This investigation highlights how commercial AI services can lower the technical barrier to entry for offensive cyber capabilities. The threat actor in this campaign is not known to be associated with any advanced persistent threat group with state-sponsored resources. They are likely a financially motivated individual or small group who, through AI augmentation, achieved an operational scale that would have previously required a significantly larger and more skilled team. Yet, based on our analysis of public sources, they successfully compromised multiple organizations’ Active Directory environments, extracted complete credential databases, and targeted backup infrastructure, a potential precursor to ransomware deployment. Notably, when this actor encountered hardened environments or more sophisticated defensive measures, they simply moved on to softer targets rather than persisting, underscoring that their advantage lies in AI-augmented efficiency and scale, not in deeper technical skill.

As we expect this trend to continue in 2026, organizations should anticipate that AI-augmented threat activity will continue to grow in volume from both skilled and unskilled adversaries. Strong defensive fundamentals remain the most effective countermeasure: patch management for perimeter devices, credential hygiene, network segmentation, and robust detection for post-exploitation indicators.

Campaign overview

Through routine threat intelligence operations, Amazon Threat Intelligence identified infrastructure hosting malicious tooling associated with this campaign. The threat actor had staged additional operational files on the same publicly accessible infrastructure, including AI-generated attack plans, victim configurations, and source code for custom tooling. This inadequate operational security provided comprehensive visibility into the threat actor’s methodologies and the specific ways they leverage AI throughout their operations. It’s like an AI-powered assembly line for cybercrime, helping less skilled workers produce at scale.
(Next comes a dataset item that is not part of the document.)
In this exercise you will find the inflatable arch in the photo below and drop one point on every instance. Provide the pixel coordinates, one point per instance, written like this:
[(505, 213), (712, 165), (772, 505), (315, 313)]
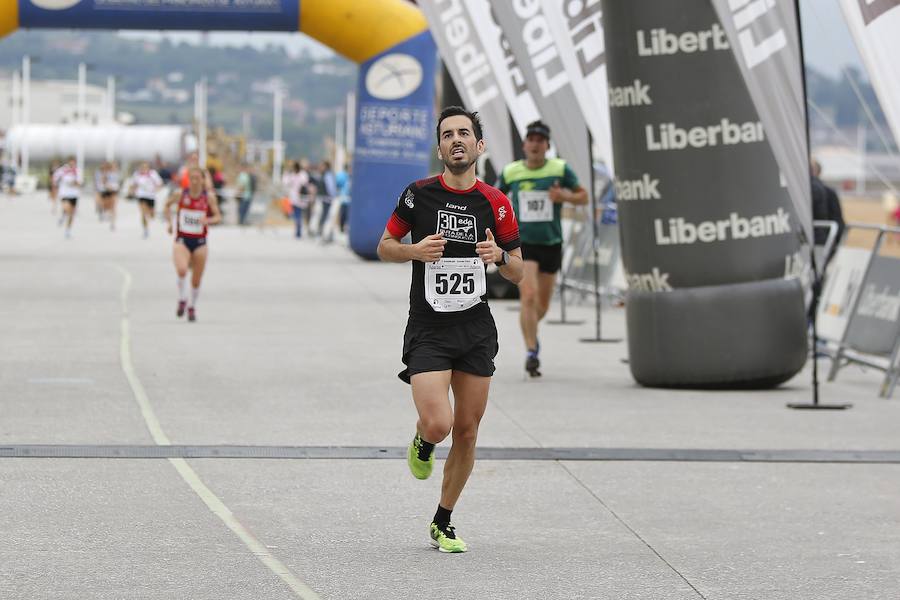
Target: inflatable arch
[(388, 38)]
The threat actor compromised globally dispersed FortiGate appliances, extracting full device configurations that yielded credentials, network topology information, and device configuration information. They then used these stolen credentials to connect to victim internal networks and conduct post-exploitation activities including Active Directory compromise, credential harvesting, and attempts to access backup infrastructure, consistent with pre-ransomware operations.

Initial access: Mass credential abuse

The threat actor’s initial access vector was credential-based access to FortiGate management interfaces exposed to the internet. Analysis of the actor’s tooling supported systematic scanning for management interfaces across ports 443, 8443, 10443, and 4443, followed by authentication attempts using commonly reused credentials.

FortiGate configuration files represent high-value targets because they contain:

  • SSL-VPN user credentials with recoverable passwords
  • Administrative credentials
  • Complete network topology and routing information
  • Firewall policies revealing internal architecture
  • IPsec VPN peer configurations

The threat actor developed AI-assisted Python scripts to parse, decrypt, and organize these stolen configurations.

Geographic distribution

The campaign’s targeting appears opportunistic rather than sector-specific, consistent with automated mass scanning for vulnerable appliances. However, certain patterns suggest organizational-level compromise where multiple FortiGate devices belonging to the same entity were accessed. Amazon Threat Intelligence observed clusters where contiguous IP blocks or shared non-standard management ports indicated managed service provider deployments or large organizational networks. Concentrations of compromised devices were observed across South Asia, Latin America, the Caribbean, West Africa, Northern Europe, and Southeast Asia, among other regions.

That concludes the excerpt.